Tata Steel is looking at an over 33 per cent reduction in capex across Indian and European operations, following the global economic slowdown and reduced cash flows. The capital expenditure, which was estimated at ₹12,000 crore for this fiscal, will be reduced to ₹8,000 crore.
According to TV Narendran, CEO and MD, the capital outlay for the India business was initially set at ₹8,000 crore, while the remaining ₹4,000 crore was set aside for European ops.
“We are looking to recalibrate the capex by 20-25 per cent between Europe and India. The original capex was ₹12,000 crore for this fiscal, we are cutting it down to ₹8,000 crore,” he told reporters after the launch of the company’s steel retail store ‘steeljunction’, here on Saturday.
The cut (in capex) is likely to be spread equally across Europe and India, he said, refusing to divulge details.
Q1 net down
Tata Steel has reported a 64 per cent fall in its consolidated June quarter net profit at ₹702 crore against ₹1,934 crore logged in the same period last year, due to a sharp fall in realisation and higher raw material cost. Consolidated EBITDA per tonne was down 26 per cent to ₹8,725 against ₹11,740 in the same period last year.
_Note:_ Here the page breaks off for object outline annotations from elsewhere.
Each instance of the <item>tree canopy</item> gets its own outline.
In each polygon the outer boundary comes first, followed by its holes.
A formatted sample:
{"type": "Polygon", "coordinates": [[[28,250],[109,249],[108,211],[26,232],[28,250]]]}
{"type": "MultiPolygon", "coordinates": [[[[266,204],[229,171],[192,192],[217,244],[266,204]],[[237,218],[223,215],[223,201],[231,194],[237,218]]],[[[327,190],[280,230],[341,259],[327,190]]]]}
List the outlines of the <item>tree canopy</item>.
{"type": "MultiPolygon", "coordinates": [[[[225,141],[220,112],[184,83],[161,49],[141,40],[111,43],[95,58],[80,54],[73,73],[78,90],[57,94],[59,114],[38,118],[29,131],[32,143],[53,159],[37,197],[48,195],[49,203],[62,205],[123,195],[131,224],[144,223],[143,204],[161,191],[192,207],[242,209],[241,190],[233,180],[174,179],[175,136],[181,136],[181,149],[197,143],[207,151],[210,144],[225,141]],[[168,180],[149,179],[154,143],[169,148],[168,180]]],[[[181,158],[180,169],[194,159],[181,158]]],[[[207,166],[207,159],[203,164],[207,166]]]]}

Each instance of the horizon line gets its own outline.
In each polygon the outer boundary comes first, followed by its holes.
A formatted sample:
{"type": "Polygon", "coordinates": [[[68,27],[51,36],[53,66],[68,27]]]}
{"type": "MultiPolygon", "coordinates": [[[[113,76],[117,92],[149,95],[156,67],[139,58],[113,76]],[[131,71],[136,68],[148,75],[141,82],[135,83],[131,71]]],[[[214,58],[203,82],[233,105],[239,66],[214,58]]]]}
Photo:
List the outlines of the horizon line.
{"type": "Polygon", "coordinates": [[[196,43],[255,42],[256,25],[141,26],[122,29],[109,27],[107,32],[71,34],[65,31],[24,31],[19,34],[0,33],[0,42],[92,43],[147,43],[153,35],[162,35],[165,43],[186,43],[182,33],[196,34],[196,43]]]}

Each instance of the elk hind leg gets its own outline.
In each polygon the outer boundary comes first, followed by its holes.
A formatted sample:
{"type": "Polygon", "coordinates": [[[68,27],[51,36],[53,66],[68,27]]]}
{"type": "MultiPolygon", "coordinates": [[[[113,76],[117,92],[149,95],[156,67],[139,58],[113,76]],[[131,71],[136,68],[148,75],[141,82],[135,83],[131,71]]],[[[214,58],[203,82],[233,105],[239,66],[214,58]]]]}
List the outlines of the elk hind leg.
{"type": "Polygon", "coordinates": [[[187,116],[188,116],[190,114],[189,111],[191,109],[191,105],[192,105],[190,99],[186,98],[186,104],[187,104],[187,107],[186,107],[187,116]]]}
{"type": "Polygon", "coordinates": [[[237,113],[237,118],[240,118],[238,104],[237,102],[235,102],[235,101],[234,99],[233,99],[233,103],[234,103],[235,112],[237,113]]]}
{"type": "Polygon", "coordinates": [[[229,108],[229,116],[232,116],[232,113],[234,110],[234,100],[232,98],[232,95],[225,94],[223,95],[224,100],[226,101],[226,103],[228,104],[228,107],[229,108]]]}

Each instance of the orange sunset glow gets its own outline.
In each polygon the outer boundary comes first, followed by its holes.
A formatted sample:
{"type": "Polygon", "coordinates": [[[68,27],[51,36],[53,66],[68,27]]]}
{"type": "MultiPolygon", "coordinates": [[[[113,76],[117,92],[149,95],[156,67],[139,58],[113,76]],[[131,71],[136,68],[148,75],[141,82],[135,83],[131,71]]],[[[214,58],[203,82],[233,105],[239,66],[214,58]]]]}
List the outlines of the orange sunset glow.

Narendran hoped that things (economic condition and steel demand) will improve in the second half of this fiscal.
While the company will explore all possibilities, including recalibration of capex, cash release from working capital and cost reduction, to ensure that its Europe operations remain cash positive, in India it is looking to phase out the projects already taken up.
While this may not essentially lead to projects getting shelved, it would look to re-prioritise some of the facilities being set up so as to reduce the cash cycle.
In India, a major part of the capex was focussed on the Kalinganagar project, which was slated to be complete by FY22. Though the company hopes to be able to stick to the timeline, it would look to prioritise and focus initially on the cold rolling mill which would add value without adding volumes. It would also give priority to the pellet plant as that would help on the cost front.
Tata Steel Group plans to reduce legal entities and subsidiaries across Europe and bring together the operating subsidiaries in India.
“We have a lot of subsidiaries in Europe… at one point we had 200-300 legal entities as subsidiaries of Tata Steel Europe. We have reduced them significantly. We are reducing another 100-120 this year that will still leave us with a lot but that is one way of simplifying,” he said.
In India, the subsidiaries, numbering 30 at present, would be brought together for synergies and to build scale.
Tata Steel hopes to grow its consumer, or B2C, business and take it up to 30 per cent of its total turnover from the current 15 per cent in the next five years.